A statement issued by the Commission of the Bishops’ Conferences of the European Community (COMECE) outlines the Commission’s view of the implications of the refugee crisis for Europeans.
A benchmark moment; a moment that will definitely influence the future; an example for Europe, which must respond to the refugee crisis: COMECE’s description of Pope Francis’ visit to the island of Lesbos encapsulates the full spectrum of their expectations.
In a statement issued on April 14th, COMECE’s secretary Patrick H. Daly expressed the bishops’ pastoral attention to a problem that is rocking Europe. He said the Catholic Church aims to be part of the solution.
The statement expresses that the Pope’s visit to Lesbos “is not only a humanitarian gesture of extraordinary significance but the ecumenical context in which it is taking place, together with the Ecumenical Patriarch Bartholomew, Archbishop Ieronymos of Athens, Primate of the Church of Greece, is particularly welcome”.
The Bishops are well aware of the extreme uncertainty that has befallen European societies as a result of the migrant and refugee crisis. They have been working for months to counter this and build a welcoming mentality instead. But no one denies the difficulty of speaking to people’s consciences, even – above all, in fact – the consciences of so many Christians.
The Bishops recall how “at the very outset of his pontificate, in visiting the rocky Italian outpost of Lampedusa, Pope Francis displayed his concern for those many migrants who put their lives at risk in order to seek refuge in Europe”.

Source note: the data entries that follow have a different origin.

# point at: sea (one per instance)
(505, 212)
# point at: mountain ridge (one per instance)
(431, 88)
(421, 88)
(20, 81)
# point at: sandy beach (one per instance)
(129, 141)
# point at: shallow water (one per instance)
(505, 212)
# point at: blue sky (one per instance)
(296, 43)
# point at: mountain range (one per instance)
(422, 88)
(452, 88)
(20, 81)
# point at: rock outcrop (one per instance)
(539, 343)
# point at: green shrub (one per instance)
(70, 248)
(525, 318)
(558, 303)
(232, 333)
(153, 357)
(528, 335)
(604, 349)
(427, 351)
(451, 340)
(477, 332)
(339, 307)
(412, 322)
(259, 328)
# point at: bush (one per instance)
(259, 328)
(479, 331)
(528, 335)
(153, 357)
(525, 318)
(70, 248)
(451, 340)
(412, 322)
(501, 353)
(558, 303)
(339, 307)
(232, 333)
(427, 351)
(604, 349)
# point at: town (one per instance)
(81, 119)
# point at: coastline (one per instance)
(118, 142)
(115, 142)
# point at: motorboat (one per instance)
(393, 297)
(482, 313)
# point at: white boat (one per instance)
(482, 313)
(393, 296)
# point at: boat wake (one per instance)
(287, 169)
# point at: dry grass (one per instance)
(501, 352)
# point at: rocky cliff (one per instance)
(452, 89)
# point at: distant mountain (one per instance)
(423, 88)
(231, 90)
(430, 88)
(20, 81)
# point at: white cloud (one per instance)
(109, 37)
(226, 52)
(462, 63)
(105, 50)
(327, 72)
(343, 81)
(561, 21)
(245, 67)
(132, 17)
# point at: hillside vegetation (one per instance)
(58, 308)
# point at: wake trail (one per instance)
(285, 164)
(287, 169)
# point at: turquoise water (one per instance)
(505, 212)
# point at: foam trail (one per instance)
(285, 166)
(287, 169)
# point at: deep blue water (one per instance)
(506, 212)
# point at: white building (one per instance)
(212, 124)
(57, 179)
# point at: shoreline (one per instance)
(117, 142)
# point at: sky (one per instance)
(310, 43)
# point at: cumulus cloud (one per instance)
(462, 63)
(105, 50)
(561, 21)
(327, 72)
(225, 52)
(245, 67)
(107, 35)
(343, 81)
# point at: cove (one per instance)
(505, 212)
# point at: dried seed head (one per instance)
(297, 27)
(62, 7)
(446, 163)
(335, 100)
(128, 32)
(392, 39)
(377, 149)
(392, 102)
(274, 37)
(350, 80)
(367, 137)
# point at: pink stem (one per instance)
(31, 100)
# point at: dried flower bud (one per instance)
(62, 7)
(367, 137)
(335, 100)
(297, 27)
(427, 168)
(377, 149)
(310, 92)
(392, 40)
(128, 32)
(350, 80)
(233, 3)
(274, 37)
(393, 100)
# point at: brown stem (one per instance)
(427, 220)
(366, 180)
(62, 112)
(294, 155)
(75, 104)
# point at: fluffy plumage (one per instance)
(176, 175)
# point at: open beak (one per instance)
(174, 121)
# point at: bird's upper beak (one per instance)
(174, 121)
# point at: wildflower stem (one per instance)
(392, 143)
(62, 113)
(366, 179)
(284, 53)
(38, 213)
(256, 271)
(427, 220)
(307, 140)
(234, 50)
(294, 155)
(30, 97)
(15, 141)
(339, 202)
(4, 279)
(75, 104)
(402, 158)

They also point out that “the fate of migrants and asylum seekers has long been a central concern of COMECE and we repeatedly saluted the way in which the Holy Father, in word and deed, has drawn attention to the plight of those fleeing the dangers and suffering of war and violence and/or desperate poverty in their home countries to reach a better life in Europe”.
But just like the Holy Father, EU bishops are adamant that raising awareness requires a common Christian strategy, and they recall all the ecumenical work that has been done over the years in the Brussels offices to ensure that the voice of churches is heard loud and clear on the issue of migration.
“We would plead that the dignity of human beings, their fundamental rights, including the right to seek protection, the humane treatment, the best interests of children, the ‘non-refoulement’ obligation and the right to family life, be respected under all circumstances,” the Bishops write, raising the issue of the illegal entry of many who then risk falling prey to human traffickers and other criminals.
According to the Bishops, “the only way out of the crisis is coordinated action among all EU governments. A series of proposals are now on the table, but politics alone cannot provide the answers because, as they recalled at the last World Day of Migrants and Refugees, ‘welcoming others means welcoming God in person’”.